I’m Jewish (by cultural background), not aligning myself with this article or liberal values, but I would say the framing here does indeed conflict a bit with liberal values.

2.4% of adults identify as some kind of Jewish; 1.7% by religion. The article mentions that 21% of “elite boomer American academics” are Jewish. 20% of federal judges used to be Jewish. It laments that it is not considered very acceptable to hope for a return to these numbers and for 15-20% of undergraduates to be Jewish. It’s true, it is not.
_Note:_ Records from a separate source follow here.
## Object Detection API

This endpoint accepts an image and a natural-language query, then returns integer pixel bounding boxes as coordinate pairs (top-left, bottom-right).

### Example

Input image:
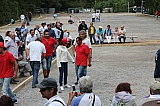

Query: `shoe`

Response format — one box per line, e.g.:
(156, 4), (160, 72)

(19, 73), (27, 77)
(64, 84), (71, 88)
(32, 86), (36, 88)
(74, 82), (78, 85)
(12, 78), (19, 82)
(12, 100), (18, 104)
(60, 86), (64, 91)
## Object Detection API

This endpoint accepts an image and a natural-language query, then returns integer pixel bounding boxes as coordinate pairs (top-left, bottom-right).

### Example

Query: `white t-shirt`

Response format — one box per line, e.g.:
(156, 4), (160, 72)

(26, 34), (37, 43)
(26, 41), (46, 61)
(44, 95), (65, 106)
(20, 14), (25, 19)
(73, 38), (92, 49)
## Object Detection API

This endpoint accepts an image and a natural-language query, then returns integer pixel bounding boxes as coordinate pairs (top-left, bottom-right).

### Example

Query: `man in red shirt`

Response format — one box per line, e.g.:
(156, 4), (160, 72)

(0, 42), (18, 103)
(75, 37), (91, 83)
(42, 30), (58, 78)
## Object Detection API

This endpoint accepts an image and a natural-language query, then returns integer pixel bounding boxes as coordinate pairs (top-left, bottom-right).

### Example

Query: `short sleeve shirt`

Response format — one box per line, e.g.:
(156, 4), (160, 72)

(75, 43), (90, 66)
(0, 51), (15, 78)
(27, 41), (46, 61)
(42, 37), (57, 56)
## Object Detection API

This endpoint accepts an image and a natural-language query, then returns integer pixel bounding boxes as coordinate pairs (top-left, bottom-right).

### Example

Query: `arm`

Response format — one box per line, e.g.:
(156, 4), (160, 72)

(13, 60), (18, 79)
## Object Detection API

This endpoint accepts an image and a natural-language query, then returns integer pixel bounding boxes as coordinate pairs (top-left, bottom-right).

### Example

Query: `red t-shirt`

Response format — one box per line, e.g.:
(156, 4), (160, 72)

(42, 37), (57, 56)
(75, 43), (90, 66)
(0, 51), (15, 78)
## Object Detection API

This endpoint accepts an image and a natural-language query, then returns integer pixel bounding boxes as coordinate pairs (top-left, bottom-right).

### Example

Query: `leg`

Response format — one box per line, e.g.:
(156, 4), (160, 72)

(47, 56), (52, 77)
(89, 34), (93, 44)
(92, 34), (97, 44)
(64, 63), (68, 85)
(31, 61), (40, 88)
(1, 77), (17, 101)
(42, 57), (47, 78)
(78, 66), (85, 78)
(59, 63), (64, 86)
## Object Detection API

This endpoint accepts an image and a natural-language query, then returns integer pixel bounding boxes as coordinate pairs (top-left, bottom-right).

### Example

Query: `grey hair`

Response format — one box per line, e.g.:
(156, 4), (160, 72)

(79, 30), (87, 38)
(79, 76), (93, 93)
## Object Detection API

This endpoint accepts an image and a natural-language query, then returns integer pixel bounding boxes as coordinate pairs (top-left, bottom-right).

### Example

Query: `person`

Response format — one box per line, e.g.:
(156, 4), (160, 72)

(113, 27), (119, 44)
(96, 26), (104, 44)
(154, 49), (160, 81)
(28, 11), (32, 22)
(36, 78), (65, 106)
(72, 30), (92, 85)
(104, 25), (112, 44)
(53, 13), (58, 20)
(0, 35), (4, 43)
(34, 25), (42, 39)
(26, 29), (37, 45)
(0, 42), (18, 103)
(17, 53), (32, 77)
(5, 32), (19, 84)
(67, 76), (102, 106)
(56, 38), (74, 91)
(68, 15), (74, 24)
(47, 24), (56, 38)
(139, 81), (160, 106)
(155, 10), (159, 20)
(26, 38), (46, 88)
(39, 22), (47, 34)
(11, 18), (15, 24)
(20, 22), (28, 55)
(78, 20), (88, 32)
(118, 25), (126, 43)
(75, 37), (91, 84)
(20, 14), (25, 22)
(42, 30), (58, 78)
(92, 12), (96, 22)
(0, 95), (14, 106)
(110, 82), (137, 106)
(88, 22), (97, 44)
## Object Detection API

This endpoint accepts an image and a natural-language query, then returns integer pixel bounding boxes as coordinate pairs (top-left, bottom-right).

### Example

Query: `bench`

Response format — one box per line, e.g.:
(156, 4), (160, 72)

(126, 36), (138, 43)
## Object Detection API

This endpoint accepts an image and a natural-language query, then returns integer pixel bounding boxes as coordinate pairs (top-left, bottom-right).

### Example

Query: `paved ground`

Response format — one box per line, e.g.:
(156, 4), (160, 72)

(0, 13), (160, 106)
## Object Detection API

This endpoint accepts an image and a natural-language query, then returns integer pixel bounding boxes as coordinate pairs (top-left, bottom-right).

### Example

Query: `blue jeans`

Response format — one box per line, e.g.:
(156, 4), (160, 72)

(89, 34), (96, 44)
(75, 65), (87, 81)
(0, 77), (17, 100)
(42, 55), (52, 70)
(59, 62), (68, 86)
(30, 61), (40, 87)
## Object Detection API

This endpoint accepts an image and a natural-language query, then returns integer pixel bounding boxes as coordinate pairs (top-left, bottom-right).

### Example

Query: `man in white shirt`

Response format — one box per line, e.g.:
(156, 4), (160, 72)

I don’t have a nuanced and researched opinion on affirmative action, but I’m pretty sure it’s ok if a religious group is not as over-represented as it used to be.

It seems like the baseline expectation here is for Jews to be 10x overrepresented in “positions of power” and use that power to sustain or increase the percentage? I’m not trying to read anything into the article, there are just a lot of mentions of power and percentages and a lot of lamenting.

I know there is still lots of anti-semitism alive and well, in the US and elsewhere, today. There’s also a valid and earned backlash against Israeli nationalism. Personally, I am spiritual, not religious. Religious groups have agendas, of course, like for some religions it is converting people to that religion. I think these agendas are more understandable and relatable if you are inside the group.


The biggest problem I can see is that Israeli Nationalists deliberately conflate "Jews" and "Israelis". This is a short-term advantage for the "Israelis" as any criticism of 'Zionist Israeli Policies' can advantageously be denounced as 'anti-semitic'.

On the other hand, being conflated with "Israelis" is a long-term problem for the "Jews", whether they be 'Zionists', 'Israelis' or not.

During WW2 The Allies happily conflated "Nazis" and "Germans", so that every dead German was considered to be a 'Dead Nazi'. The point here is that it took at least a whole generation, about 30 years, before Germans were considered 'Germans' again, and not automatically 'Nasty Nazis'.

Likewise, I believe it will take the "Jews" probably more than a generation to throw off that epithet of "Israeli Apartheid" and all the opprobrium that goes with that after the "Israelis" eventually learn to reintegrate with the rest of the world. Something which could easily have been prevented by the Jews themselves not accepting the conflation of "Israeli" and "Jew".


For the US (and maybe the rest of the Allies), the anti-German sentiment was more true in WWI; Japan got it far worse in WWII.